When it comes to advisory boards, most entrepreneurs make the same mistake: they treat their advisory board like a business development board.

An advisory board provides non-binding, strategic advice to the management of a business. The operative word here is strategic. The people you choose for your advisory board should help you grow the company, make it more profitable, or both. 

Who Should Comprise your Advisory Board?

So many times entrepreneurs recruit professionals to their advisory board from big companies who were successful financially, but who have never grown a small business.

We can’t stress this enough: You want to have people on your board who have actually “been there, done that.” In other words, entrepreneurs who have started their own business, grown it, and have been successful at it. 

You really need someone who understands how to grow a business from $500K in sales to a million; from 1 to 3 million; from 3 to 6 million; from 6 to 12 million, etc. You really need people who have lived it. Professionals who have worked in big companies bring experience and knowledge, too, but there is usually no lack of resources in a larger company. In a small company like yours, resources are always competing with each other. You need an advisory board that “gets” it.

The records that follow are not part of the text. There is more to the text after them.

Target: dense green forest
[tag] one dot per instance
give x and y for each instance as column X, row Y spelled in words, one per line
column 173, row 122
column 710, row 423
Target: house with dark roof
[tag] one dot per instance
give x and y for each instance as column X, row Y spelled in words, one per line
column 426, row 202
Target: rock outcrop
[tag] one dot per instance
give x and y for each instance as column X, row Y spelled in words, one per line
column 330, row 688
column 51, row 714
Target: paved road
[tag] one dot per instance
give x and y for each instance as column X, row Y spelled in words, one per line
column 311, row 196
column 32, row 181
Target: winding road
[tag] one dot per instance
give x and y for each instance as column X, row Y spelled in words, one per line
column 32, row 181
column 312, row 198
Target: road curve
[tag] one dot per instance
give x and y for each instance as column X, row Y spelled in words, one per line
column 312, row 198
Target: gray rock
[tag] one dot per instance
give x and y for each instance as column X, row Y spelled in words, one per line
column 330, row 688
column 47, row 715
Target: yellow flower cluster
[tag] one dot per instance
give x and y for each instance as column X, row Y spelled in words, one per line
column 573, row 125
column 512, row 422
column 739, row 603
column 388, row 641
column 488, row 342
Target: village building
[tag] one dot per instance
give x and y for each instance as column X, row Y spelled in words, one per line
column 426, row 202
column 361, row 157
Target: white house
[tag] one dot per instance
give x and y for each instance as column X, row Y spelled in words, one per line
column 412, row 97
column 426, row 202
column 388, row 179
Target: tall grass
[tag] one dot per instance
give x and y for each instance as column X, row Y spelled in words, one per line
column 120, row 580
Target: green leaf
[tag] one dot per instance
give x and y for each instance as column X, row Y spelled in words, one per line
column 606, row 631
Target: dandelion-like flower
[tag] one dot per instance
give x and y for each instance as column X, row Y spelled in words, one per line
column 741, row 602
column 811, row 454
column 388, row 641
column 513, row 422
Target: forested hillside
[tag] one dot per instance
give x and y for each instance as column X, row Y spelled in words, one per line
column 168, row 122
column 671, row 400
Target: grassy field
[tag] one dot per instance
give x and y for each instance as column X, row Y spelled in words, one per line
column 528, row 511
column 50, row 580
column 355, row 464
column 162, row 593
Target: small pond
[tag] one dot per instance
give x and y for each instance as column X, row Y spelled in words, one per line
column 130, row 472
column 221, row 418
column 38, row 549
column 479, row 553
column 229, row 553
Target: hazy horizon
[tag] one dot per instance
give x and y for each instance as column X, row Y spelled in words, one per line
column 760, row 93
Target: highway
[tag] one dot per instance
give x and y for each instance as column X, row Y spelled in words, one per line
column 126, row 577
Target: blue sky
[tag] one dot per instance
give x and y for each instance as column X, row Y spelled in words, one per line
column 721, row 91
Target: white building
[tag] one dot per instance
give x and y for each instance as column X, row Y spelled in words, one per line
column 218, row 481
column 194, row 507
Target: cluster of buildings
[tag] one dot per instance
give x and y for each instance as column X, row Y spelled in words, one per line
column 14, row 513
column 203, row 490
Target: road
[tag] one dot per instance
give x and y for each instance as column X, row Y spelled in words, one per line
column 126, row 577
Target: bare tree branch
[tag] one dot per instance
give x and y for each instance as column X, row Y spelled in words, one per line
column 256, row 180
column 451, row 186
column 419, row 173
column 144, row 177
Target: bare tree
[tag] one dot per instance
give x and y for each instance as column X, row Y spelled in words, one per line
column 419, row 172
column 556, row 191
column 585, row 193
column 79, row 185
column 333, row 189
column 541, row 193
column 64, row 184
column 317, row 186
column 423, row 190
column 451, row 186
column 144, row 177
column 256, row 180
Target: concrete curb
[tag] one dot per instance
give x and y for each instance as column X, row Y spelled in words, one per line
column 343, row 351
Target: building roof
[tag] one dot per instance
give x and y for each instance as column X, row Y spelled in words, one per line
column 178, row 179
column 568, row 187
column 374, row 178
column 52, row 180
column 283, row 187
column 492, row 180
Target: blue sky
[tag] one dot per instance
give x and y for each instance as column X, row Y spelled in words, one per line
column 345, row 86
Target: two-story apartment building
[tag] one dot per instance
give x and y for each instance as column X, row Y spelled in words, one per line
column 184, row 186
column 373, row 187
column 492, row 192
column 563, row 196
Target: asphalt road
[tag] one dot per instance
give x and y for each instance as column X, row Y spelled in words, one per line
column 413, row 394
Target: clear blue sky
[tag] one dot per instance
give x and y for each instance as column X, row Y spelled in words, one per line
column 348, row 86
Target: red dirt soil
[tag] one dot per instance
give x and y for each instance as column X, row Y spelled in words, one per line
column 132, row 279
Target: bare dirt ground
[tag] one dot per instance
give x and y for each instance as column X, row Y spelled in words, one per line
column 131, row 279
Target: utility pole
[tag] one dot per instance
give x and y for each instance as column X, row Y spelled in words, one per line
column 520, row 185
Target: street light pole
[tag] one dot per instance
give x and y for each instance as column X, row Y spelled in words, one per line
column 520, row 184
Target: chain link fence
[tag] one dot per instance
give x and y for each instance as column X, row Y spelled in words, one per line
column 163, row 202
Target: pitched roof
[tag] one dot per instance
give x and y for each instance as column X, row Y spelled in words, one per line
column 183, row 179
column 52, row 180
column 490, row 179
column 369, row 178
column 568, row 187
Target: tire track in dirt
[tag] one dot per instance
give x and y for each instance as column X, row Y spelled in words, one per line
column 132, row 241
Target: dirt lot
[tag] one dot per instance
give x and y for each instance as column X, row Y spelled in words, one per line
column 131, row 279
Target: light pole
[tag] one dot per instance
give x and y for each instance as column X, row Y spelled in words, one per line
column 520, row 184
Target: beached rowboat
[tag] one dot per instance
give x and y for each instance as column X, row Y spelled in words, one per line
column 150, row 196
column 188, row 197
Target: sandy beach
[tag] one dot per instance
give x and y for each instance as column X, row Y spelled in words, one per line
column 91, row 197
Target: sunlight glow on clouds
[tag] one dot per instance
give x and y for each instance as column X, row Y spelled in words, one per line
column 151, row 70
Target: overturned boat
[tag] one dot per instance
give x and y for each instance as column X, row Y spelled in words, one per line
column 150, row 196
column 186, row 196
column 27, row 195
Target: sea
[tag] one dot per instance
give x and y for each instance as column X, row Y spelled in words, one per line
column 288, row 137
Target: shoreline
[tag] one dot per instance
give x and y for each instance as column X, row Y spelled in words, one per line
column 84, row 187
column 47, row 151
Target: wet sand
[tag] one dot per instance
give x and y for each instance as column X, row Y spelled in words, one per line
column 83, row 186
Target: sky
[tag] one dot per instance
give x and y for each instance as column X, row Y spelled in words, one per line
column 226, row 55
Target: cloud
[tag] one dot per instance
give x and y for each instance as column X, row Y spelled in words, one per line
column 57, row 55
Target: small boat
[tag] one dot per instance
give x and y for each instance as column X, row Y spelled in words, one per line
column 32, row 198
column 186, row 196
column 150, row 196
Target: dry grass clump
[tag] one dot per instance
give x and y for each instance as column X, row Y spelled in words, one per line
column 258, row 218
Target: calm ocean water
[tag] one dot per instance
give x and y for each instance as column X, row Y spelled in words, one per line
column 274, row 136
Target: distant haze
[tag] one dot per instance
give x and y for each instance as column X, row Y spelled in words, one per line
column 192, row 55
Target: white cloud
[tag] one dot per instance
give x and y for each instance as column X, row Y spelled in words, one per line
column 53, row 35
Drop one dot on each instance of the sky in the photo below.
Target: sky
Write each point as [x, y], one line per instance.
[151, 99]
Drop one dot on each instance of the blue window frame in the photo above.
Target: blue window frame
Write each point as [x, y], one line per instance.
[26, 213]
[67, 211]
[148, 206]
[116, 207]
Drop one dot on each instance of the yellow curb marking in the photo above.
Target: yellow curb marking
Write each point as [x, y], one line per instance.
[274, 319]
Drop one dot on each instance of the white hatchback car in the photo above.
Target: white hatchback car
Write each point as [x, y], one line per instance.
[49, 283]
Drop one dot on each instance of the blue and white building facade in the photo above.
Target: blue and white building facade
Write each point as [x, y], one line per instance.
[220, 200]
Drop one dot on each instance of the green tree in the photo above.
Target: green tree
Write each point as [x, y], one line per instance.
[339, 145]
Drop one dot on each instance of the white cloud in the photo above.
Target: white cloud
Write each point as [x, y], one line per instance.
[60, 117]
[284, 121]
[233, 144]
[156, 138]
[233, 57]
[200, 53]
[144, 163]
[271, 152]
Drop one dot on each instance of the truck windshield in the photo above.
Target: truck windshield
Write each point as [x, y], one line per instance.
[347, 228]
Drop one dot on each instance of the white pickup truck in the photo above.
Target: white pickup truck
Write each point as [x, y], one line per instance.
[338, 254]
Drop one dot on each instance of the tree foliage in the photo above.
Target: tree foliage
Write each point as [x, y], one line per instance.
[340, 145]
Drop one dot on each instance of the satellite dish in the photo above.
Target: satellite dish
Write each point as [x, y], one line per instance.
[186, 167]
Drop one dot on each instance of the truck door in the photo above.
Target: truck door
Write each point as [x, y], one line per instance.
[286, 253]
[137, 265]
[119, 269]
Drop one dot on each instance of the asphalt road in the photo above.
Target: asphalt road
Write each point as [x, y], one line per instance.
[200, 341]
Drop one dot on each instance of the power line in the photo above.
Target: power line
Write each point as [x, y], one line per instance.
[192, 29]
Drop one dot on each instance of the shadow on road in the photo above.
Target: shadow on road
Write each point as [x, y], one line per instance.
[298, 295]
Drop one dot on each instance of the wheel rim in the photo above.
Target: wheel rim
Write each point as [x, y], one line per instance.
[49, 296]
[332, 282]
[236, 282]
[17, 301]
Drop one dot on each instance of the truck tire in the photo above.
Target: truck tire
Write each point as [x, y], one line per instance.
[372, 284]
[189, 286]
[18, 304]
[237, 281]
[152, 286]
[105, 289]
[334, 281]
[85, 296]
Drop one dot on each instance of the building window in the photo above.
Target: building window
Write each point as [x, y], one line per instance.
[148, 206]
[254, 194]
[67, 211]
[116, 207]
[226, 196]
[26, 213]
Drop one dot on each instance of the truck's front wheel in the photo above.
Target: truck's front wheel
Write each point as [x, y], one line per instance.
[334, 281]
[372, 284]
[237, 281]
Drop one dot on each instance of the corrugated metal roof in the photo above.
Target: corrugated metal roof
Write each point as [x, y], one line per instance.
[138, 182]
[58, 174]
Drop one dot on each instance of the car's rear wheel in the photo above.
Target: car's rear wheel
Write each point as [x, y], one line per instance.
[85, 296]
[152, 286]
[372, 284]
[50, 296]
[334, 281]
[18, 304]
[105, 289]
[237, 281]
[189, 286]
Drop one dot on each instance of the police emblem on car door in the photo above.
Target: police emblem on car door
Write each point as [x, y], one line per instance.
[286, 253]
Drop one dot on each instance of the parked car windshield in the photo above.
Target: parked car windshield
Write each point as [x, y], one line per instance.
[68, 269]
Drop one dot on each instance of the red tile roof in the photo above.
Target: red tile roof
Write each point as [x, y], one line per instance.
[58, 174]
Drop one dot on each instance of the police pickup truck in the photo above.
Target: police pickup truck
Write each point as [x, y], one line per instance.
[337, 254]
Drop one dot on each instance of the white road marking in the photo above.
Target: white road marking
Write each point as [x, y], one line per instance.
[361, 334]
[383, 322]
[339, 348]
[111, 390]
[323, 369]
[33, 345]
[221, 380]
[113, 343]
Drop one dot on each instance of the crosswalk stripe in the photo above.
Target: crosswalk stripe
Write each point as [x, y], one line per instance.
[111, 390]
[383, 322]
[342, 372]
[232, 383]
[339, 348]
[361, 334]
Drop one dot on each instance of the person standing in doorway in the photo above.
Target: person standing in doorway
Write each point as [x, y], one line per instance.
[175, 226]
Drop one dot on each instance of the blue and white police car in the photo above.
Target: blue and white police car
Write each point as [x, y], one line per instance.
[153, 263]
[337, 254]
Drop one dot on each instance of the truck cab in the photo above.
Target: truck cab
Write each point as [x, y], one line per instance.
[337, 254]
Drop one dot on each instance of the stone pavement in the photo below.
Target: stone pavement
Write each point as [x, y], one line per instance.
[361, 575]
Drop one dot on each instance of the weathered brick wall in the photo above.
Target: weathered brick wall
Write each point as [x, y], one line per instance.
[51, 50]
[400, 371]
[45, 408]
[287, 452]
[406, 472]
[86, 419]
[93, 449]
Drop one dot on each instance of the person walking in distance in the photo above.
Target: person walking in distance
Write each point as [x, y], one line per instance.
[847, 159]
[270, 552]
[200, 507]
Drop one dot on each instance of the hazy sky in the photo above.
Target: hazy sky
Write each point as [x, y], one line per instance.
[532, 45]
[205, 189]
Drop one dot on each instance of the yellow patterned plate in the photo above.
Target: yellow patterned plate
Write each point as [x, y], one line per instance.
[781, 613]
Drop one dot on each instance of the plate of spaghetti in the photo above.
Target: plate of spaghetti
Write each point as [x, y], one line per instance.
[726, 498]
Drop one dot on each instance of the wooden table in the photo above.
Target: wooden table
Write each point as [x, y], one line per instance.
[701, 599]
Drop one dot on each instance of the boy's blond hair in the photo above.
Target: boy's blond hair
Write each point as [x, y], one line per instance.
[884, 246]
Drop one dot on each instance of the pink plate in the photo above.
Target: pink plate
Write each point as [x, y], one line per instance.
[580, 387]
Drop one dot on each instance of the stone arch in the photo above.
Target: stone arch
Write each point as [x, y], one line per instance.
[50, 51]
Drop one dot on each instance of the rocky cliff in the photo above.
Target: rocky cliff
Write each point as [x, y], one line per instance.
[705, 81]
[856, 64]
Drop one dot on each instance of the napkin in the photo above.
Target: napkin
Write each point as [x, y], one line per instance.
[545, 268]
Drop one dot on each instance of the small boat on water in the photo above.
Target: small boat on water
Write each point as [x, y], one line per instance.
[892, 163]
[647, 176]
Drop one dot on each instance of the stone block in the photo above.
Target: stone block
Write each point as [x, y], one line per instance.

If you are a business under $10 million, we recommend having three outside advisors on your board in addition to yourself:

  1. A CFO or controller. Because small businesses usually under-hire for their CFO or controller, a strong advisory board member can provide mentorship to this position.
  2. Someone who has been there done that
  3. Someone from your industry

Be very strategic about your advisory board positions. Identify the roles that would be best for your business, and then recruit people to those roles.